Он не знал, зачем идет к деду Шевелию. Просто убегал от себя, искал спасения в беседе со старым человеком.

Дед как раз принимал посетителя К нему приходили из далеких сел и хуторов, и он вел себя как колдун, хотя и не был колдуном. Шли расспросить про свое село, свой край, а порой и родовое древо, дед никогда не приглашал ходоков в хату, только спрашивал пришельца, откуда и кто такой, просил подождать во дворе, а сам исчезал за старыми, с медным замком, дверями. Через некоторое время выходил и рассказывал посетителю про его село или хутор, а иногда указывал и происхождение — из казаков или гречкосеев, в какой сотне служили предки и в каких боях принимали участие. Все в селе знали, что Шевелий не выдумывает, а вычитывает из книг: подсмотрели в окно, как он вытаскивал их из ящичка в сундуке.
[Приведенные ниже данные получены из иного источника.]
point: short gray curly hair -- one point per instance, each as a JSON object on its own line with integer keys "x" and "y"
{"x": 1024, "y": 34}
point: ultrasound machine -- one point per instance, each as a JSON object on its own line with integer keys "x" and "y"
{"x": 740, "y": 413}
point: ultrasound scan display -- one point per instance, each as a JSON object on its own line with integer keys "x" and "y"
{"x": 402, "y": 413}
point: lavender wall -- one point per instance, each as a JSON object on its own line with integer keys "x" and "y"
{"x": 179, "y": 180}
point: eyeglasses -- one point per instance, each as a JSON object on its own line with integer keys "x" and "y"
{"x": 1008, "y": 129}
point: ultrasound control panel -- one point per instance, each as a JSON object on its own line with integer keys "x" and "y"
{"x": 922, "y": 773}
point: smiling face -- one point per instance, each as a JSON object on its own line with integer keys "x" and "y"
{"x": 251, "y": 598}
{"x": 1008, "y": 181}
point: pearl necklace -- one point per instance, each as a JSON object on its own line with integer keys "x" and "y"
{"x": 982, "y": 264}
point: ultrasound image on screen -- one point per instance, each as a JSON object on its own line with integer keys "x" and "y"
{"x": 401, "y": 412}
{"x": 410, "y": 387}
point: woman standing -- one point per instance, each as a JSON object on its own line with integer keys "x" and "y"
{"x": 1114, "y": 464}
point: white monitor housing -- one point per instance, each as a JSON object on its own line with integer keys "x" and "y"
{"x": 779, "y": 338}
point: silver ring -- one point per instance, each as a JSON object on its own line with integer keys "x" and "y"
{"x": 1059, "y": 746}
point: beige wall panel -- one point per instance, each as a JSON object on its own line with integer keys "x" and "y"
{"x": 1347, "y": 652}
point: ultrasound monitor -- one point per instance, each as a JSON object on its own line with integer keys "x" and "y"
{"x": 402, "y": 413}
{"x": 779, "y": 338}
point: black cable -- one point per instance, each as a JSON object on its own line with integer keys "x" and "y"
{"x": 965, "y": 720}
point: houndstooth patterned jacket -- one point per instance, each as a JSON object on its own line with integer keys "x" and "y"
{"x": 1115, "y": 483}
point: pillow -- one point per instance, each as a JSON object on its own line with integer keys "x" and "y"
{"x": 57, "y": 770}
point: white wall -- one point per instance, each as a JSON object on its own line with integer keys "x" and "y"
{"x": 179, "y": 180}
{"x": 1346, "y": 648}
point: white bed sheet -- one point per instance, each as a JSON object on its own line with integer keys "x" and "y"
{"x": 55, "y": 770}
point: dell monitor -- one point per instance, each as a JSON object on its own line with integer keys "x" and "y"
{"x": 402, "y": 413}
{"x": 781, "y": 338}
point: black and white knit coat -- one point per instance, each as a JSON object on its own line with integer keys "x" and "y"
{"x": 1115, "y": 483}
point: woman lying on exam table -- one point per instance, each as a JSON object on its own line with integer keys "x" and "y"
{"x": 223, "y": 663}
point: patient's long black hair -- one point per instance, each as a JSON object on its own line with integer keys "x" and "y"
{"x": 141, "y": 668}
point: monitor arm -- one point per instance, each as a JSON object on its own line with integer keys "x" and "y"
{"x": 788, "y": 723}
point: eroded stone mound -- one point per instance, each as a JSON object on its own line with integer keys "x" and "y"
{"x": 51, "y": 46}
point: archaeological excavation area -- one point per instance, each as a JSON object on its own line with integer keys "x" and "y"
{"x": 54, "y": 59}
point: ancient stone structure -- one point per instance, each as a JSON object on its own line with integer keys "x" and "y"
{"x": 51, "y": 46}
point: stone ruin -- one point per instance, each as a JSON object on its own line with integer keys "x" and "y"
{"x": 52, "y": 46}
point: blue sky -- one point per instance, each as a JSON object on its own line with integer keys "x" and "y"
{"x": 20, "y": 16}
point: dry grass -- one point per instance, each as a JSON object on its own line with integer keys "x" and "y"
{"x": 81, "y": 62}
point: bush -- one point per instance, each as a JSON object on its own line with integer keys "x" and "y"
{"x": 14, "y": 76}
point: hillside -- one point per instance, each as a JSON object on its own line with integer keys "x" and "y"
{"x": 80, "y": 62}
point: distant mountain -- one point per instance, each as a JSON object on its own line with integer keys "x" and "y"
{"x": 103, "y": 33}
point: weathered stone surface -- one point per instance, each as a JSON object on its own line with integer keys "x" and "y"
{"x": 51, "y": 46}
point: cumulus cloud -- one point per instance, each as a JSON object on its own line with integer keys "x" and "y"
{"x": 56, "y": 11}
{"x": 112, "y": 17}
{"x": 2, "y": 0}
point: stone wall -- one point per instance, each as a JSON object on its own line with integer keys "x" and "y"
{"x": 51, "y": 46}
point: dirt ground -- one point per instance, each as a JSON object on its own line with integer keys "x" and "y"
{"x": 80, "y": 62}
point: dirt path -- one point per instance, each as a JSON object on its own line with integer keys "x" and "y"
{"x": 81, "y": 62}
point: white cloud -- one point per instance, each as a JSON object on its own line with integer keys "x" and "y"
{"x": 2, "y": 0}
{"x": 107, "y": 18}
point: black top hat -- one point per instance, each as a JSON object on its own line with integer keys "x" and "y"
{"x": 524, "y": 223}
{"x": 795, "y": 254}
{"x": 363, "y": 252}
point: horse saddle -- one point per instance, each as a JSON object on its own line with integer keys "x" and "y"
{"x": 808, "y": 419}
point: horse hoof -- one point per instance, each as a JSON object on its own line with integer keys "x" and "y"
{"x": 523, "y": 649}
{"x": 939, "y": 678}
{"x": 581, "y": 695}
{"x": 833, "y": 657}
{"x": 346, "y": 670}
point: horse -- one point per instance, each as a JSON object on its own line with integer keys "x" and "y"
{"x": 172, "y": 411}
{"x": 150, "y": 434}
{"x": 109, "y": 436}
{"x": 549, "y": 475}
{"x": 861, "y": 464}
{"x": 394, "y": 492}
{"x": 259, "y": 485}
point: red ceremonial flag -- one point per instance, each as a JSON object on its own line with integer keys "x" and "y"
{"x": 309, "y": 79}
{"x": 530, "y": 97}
О книжках ходили удивительные слухи, но дед упорно их никому не показывал. Корона чудодея треснула на Шевелии недавно — после того, как вышла многотомная «История городов и сел Украины». Учительница истории Катерина Юхимовна говорила, что Шевелий вычитывает свои, тайны из книги Похилевича «Сказание о населенных пунктах Киевской губернии», а кроме того, имеет печатные реестры. Дед ее версии не опровергал, и хотя корона на нем и пощербилась, к нему шли, как и раньше, и верили его рассказам больше, чем новенькой «Истории городов и сел», — факты из обоих источников были почти одинаковыми, но Шевелий их подавал так, словно бы сам жил в те далекие годы и видел все своими глазами. За исторические сведения денег Шевелий никогда не брал.

Вскорости Шевелий вышел на порог: белый, с длинной окладистой бородой, суровый и неколебимый в своей убежденности.

— Село твое, — рек он прибылому, тоже пожилому дядьке, стоящему с шапкой в руке, — село твое такое мизерное, что про него и говорить нечего, кроме того, что существует оно в пространстве и времени.